= Society for Musicology in Ireland =

The Society for Musicology in Ireland (SMI) is an Irish learned society in the field of musicology. Founded in 2003, it reflects the growing research activity and the increasing academic tuition available at Irish universities in the fields of music and musicology that has been visible since the early 1990s. Since 2011, the SMI benefits from charitable tax exemption by the Revenue Commissioners.

==Overview==
The SMI was founded in acknowledgement of the immense increase in musical scholarship on the island of Ireland since the early 1990s. While a number of the founding members had previously been members of the Royal Musical Association (RMA) (United Kingdom), the dynamic growth of the field in Ireland (including Northern Ireland) has led to the inauguration of an independent society with friendly links to the RMA.

The SMI's constitution describes the main object of the society as "the advancement of education, specifically in the field of musicology, and to promote and foster musical scholarship in all its forms throughout Ireland, north and south by organizing annual conferences, generating publications, and maintaining a website which contains relevant expert resources which are freely and publicly available".

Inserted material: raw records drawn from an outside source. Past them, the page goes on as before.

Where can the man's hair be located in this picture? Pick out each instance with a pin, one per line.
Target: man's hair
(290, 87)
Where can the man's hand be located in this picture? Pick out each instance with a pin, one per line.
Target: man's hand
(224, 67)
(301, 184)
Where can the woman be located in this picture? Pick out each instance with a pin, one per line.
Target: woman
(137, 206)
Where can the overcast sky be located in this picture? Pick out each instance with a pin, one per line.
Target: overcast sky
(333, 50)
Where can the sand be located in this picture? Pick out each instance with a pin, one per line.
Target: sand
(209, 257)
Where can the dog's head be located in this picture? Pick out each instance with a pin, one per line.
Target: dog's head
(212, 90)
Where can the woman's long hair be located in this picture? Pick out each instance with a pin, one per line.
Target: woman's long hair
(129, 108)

The society organises an annual plenary conference, usually around June, an annual postgraduate plenary conference in January that is held in conjunction with the Irish national committee of the International Council for Traditions of Music and Dance as well as a number of associated events per year on varying topics on the initiative of music departments around the country.

Members and other scholars publish their research in the peer-reviewed Journal of the Society for Musicology in Ireland (JSMI) and the book series Irish Musical Studies.

The society has a strong working relationship with the Research Foundation for Music in Ireland (RFMI), maintained by the TU Dublin Conservatory of Music and Drama and which, since 2012, houses the SMI Library. Furthermore, the SMI represents the Irish committee for RILM (through the RFMI), RISM and IAML.

===Presidents===
- Harry White (University College Dublin), 2003–2006
- Jan Smaczny (Queen's University Belfast), 2006–2012
- Kerry Houston (TU Dublin Conservatory of Music and Drama), 2012–2015
- Lorraine Byrne Bodley (Maynooth University), 2015–2021
- John O'Flynn (Dublin City University), 2021–2024
- Wolfgang Marx (University College Dublin), 2024-

==Research Ireland Harrison Medal==
Since 2004, the SMI awards the Research Ireland Harrison Medal to honour international musicologists with outstanding achievements and excellence in research in musicology. It is named in honour of the Irish musicologist Frank Llewellyn Harrison (1905–1987). Recipients include Christoph Wolff (2004), Margaret Bent (2007), Kofi Agawu (2009), Christopher Hogwood (2011), Barra Boydell and Harry White (2013), Susan Youens (2016), Jim Samson (2018), Michael Beckerman (2021), and Ita Beausang (2022).

==Publications and outreach==
- The Journal of the Society for Musicology in Ireland (JSMI) is a peer-reviewed, open-access online journal published since 2005. Its full-text articles and other content are free to access worldwide.
- Irish Musical Studies, published in association with the SMI, is a book series reflecting musical scholarship undertaken in Ireland, covering both Irish and international subject areas. It was inaugurated in 1990 and has been under the general editorship of Gerard Gillen and Harry White until 2020. It was initially published by Irish Academic Press (volumes 1–4) and Four Courts Press (volumes 5–12). From 2022 (volume 13ff.), the series is being edited by Lorraine Byrne Bodley and Harry White and published by Boydell & Brewer.
- The Encyclopaedia of Music in Ireland (EMIR), edited by Harry White and Barra Boydell and published in 2013 with University College Dublin Press, represents the single largest research project on music in Ireland.

Outreach activities of the SMI include a dedicated YouTube channel, a public Facebook page, and a Twitter account.

==Research resources==
- SMI Music Thesis Register – a searchable database of completed and in-progress postgraduate theses in the fields of musicology, ethnomusicology, music education, music technology, music therapy, performance, analysis, composition etc.
- SMI Library

==Honorary and Corresponding Members==
Honorary Members of the SMI include: Ita Beausang, Hilary Bracefield, Barra Boydell, Patrick Devine, Paul Everett, Gerard Gillen, Kerry Houston, Sarah McCleave, John O'Conor, David Rhodes, Jan Smaczny, and Harry White.

Corresponding Members, defined as "honorary members who live abroad and who have made particularly notable contributions to furthering musicology in Ireland" include John Butt, Julian Horton, Barbara Kelly, Axel Klein, Harald Krebs, Sharon Krebs, John Rink, R. Larry Todd, Katharina Uhde, and Susan Youens.